The morning after GMID 2016, it was “meetings mean breakfast” with Michael Dominguez, senior vice president and chief sales officer at MGM Resorts International and co-chair of the Meetings Means Business (MMB) coalition, at celebrity chef Michael Mina’s new Bardot Brasserie at ARIA Resort & Casino.
Just back from Austin, Texas, where he had joined co-panelists including MPI President & CEO Paul Van Deventer and PCMA COO Sherrif Karamat at the only GMID event held at a state or national capital, Dominguez spoke proudly of MMB’s “organic growth” since inception in 2009.
“We had over 100 events in 17 countries across North America, Europe, South Africa and South America,” he said.
With ICCA releasing “Meetings Mean Business” in 17 different languages, the #GMID16 hashtag garnered 28 million organic impressions, and 30 million total.
“We had 3.5 million total for North American Meetings Industry Day last year,” Dominguez said. “Twenty-eight million in one day tells you the impact and the community that was driving this yesterday.”
Inspired by Canada’s National Meetings Industry Day (NMID), which was created 20 years ago by MPI’s Canadian chapters, MMB (the idea for which was sparked by Dominguez in 2009, as chair of MPI’s International Board of Directors) now counts more than 50 major tourism and hospitality companies as members—all with serious skin in the self-funded organization.
“The campaign is really taking off,” Dominguez said. “We are now the single voice and go-to advocacy group for the meetings industry.”

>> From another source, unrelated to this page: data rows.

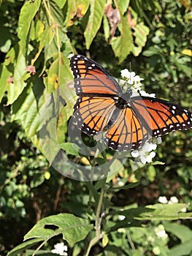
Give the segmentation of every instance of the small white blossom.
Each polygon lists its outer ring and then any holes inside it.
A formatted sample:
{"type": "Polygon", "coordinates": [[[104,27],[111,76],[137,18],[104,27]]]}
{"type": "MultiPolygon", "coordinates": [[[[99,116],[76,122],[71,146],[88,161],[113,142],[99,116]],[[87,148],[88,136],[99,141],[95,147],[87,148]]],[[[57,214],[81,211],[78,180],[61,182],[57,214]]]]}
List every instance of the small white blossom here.
{"type": "Polygon", "coordinates": [[[168,238],[167,233],[165,232],[164,227],[162,224],[160,224],[154,230],[156,236],[163,240],[166,240],[168,238]]]}
{"type": "Polygon", "coordinates": [[[169,200],[169,204],[172,203],[177,203],[179,202],[178,199],[176,197],[171,197],[170,200],[169,200]]]}
{"type": "Polygon", "coordinates": [[[123,70],[120,71],[121,76],[123,78],[126,78],[127,82],[129,84],[137,84],[141,80],[144,80],[143,78],[141,78],[139,75],[135,75],[134,72],[129,72],[127,69],[125,69],[123,70]]]}
{"type": "Polygon", "coordinates": [[[64,245],[64,243],[58,243],[54,245],[54,248],[51,250],[51,252],[61,256],[67,256],[67,246],[64,245]]]}
{"type": "Polygon", "coordinates": [[[155,255],[161,255],[161,250],[158,246],[155,246],[153,249],[153,252],[154,253],[155,255]]]}
{"type": "Polygon", "coordinates": [[[160,196],[158,198],[158,201],[159,203],[168,203],[168,200],[166,199],[166,197],[165,197],[165,196],[160,196]]]}
{"type": "Polygon", "coordinates": [[[153,140],[147,140],[143,146],[137,150],[131,151],[131,156],[134,158],[139,158],[142,164],[150,163],[153,162],[153,158],[155,156],[155,150],[157,144],[153,140]]]}
{"type": "Polygon", "coordinates": [[[119,220],[123,220],[126,219],[124,215],[118,215],[119,220]]]}

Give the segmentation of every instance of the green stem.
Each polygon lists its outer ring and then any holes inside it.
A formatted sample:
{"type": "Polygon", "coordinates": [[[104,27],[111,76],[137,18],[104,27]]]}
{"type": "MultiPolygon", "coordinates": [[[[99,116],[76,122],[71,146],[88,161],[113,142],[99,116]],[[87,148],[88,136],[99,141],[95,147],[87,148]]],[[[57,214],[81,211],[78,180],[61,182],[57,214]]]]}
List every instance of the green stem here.
{"type": "Polygon", "coordinates": [[[86,253],[85,256],[88,256],[89,252],[93,247],[93,246],[96,244],[101,238],[103,237],[103,233],[101,233],[101,222],[102,217],[101,216],[101,212],[102,210],[102,205],[103,205],[103,199],[104,199],[104,189],[105,189],[105,184],[107,181],[107,177],[104,178],[102,180],[101,183],[101,193],[99,198],[97,208],[96,208],[96,224],[95,224],[95,229],[96,229],[96,236],[91,240],[86,253]]]}

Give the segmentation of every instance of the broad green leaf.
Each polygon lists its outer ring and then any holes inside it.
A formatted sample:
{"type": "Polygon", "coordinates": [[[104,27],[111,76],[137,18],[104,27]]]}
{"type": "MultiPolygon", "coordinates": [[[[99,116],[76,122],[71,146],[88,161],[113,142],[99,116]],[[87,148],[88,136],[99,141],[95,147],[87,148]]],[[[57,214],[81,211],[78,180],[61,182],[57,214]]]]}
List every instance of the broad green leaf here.
{"type": "Polygon", "coordinates": [[[0,102],[1,101],[5,91],[7,89],[9,85],[9,78],[10,76],[10,72],[6,67],[5,63],[2,64],[0,67],[1,76],[0,76],[0,102]]]}
{"type": "Polygon", "coordinates": [[[49,12],[50,13],[46,12],[45,15],[47,18],[47,23],[49,24],[50,27],[53,26],[54,29],[57,29],[58,26],[63,27],[64,21],[64,12],[53,1],[49,1],[49,12]]]}
{"type": "Polygon", "coordinates": [[[74,91],[69,87],[70,83],[72,82],[73,77],[69,68],[69,59],[60,53],[50,65],[47,71],[47,79],[45,80],[47,92],[53,92],[58,87],[60,89],[61,96],[63,97],[66,102],[74,95],[74,91]]]}
{"type": "Polygon", "coordinates": [[[128,5],[129,5],[130,0],[115,0],[115,4],[116,5],[117,8],[119,9],[120,13],[123,15],[123,14],[126,12],[128,5]]]}
{"type": "Polygon", "coordinates": [[[191,255],[192,243],[191,239],[186,241],[183,244],[178,244],[170,249],[167,256],[186,256],[191,255]]]}
{"type": "Polygon", "coordinates": [[[41,219],[25,236],[24,240],[34,238],[48,240],[62,234],[64,239],[73,244],[83,240],[93,228],[93,225],[89,224],[88,219],[70,214],[59,214],[41,219]],[[56,229],[53,230],[53,225],[56,229]]]}
{"type": "Polygon", "coordinates": [[[138,185],[139,185],[140,182],[134,182],[134,183],[130,183],[128,185],[123,186],[123,187],[113,187],[112,190],[121,190],[121,189],[131,189],[133,187],[135,187],[138,185]]]}
{"type": "Polygon", "coordinates": [[[0,37],[0,50],[2,53],[7,53],[12,45],[12,33],[9,31],[9,28],[0,27],[0,34],[4,35],[0,37]]]}
{"type": "Polygon", "coordinates": [[[23,54],[25,55],[26,44],[28,41],[28,35],[33,18],[38,12],[41,4],[41,0],[28,1],[25,3],[20,10],[18,22],[18,37],[21,40],[21,49],[23,54]]]}
{"type": "Polygon", "coordinates": [[[144,50],[142,55],[146,57],[150,57],[155,54],[160,54],[161,50],[158,47],[150,46],[148,50],[144,50]]]}
{"type": "Polygon", "coordinates": [[[62,9],[66,4],[66,0],[53,0],[60,9],[62,9]]]}
{"type": "Polygon", "coordinates": [[[161,204],[157,203],[153,206],[146,206],[153,210],[150,214],[143,213],[137,219],[191,219],[192,213],[183,213],[183,208],[187,208],[185,203],[161,204]]]}
{"type": "Polygon", "coordinates": [[[107,41],[110,37],[110,27],[107,20],[107,18],[105,15],[104,15],[103,19],[103,26],[104,26],[104,34],[105,40],[107,41]]]}
{"type": "Polygon", "coordinates": [[[104,14],[105,1],[103,0],[91,0],[90,15],[84,32],[86,48],[89,49],[98,30],[99,29],[104,14]]]}
{"type": "Polygon", "coordinates": [[[73,24],[72,19],[77,13],[77,5],[74,0],[67,0],[67,11],[64,25],[66,27],[70,26],[73,24]]]}
{"type": "Polygon", "coordinates": [[[133,38],[126,16],[121,16],[121,26],[120,35],[113,37],[111,42],[112,50],[119,58],[119,62],[122,62],[133,50],[133,38]]]}
{"type": "Polygon", "coordinates": [[[16,247],[15,247],[13,249],[9,252],[7,254],[7,256],[19,255],[20,253],[24,252],[28,248],[32,247],[34,244],[42,241],[43,241],[43,238],[34,238],[34,239],[31,239],[29,241],[25,241],[18,245],[16,247]]]}
{"type": "Polygon", "coordinates": [[[137,24],[134,30],[135,44],[137,46],[134,46],[133,53],[135,56],[137,56],[141,53],[142,48],[145,45],[147,36],[149,34],[150,30],[142,22],[137,24]]]}
{"type": "Polygon", "coordinates": [[[74,143],[66,142],[65,143],[60,144],[61,148],[64,149],[67,154],[72,154],[73,156],[79,156],[80,148],[74,143]]]}
{"type": "Polygon", "coordinates": [[[77,6],[77,17],[82,17],[87,12],[89,7],[90,1],[89,0],[76,0],[77,6]]]}
{"type": "Polygon", "coordinates": [[[24,90],[12,105],[12,121],[19,121],[28,138],[34,136],[39,129],[38,110],[44,103],[42,90],[41,80],[37,79],[34,87],[24,90]]]}
{"type": "Polygon", "coordinates": [[[164,227],[166,231],[176,236],[182,243],[192,241],[192,230],[187,226],[180,223],[165,222],[164,227]]]}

Backed by the Washington, D.C.-based U.S. Travel Association, whose President and CEO Roger Dow provides MMB with critical legislative support, the coalition continues to raise global awareness and shift perception of meetings not as boondoggles—as they were unfortunately labeled during the recession—but as a powerful engine of job and economic growth.
“Larger than the auto and airline industries, meetings have impact that is literally bigger than 70 percent of all industries,” Dominguez said. “As we advocate for the power of face-to-face meetings and the outcomes of bringing people together, one focus is involving more influential voices in the conversation.”
Key initiatives include the new Business Leaders Video Series. Launched in March 2016, the campaign began with Bill McDermott, CEO of global business software leader SAP.
“After telling us that SAP drives 40 percent of its entire revenue from its annual face-to-face SAPPHIRE NOW event, he has pledged to help us rally other CEOs around the cause,” Dominguez said. “Our mission this year is to get a dozen leaders, from outside the meetings industry, in print and on camera.”
With “passionate and articulate” leaders that include Levi’s Brand President James Curleigh, Entertainment Software Association CEO Mike Gallagher and American Public Television President and CEO Cynthia Fenneman already on board, Dominguez said the mission remains “to connect the dots” on the importance of meetings.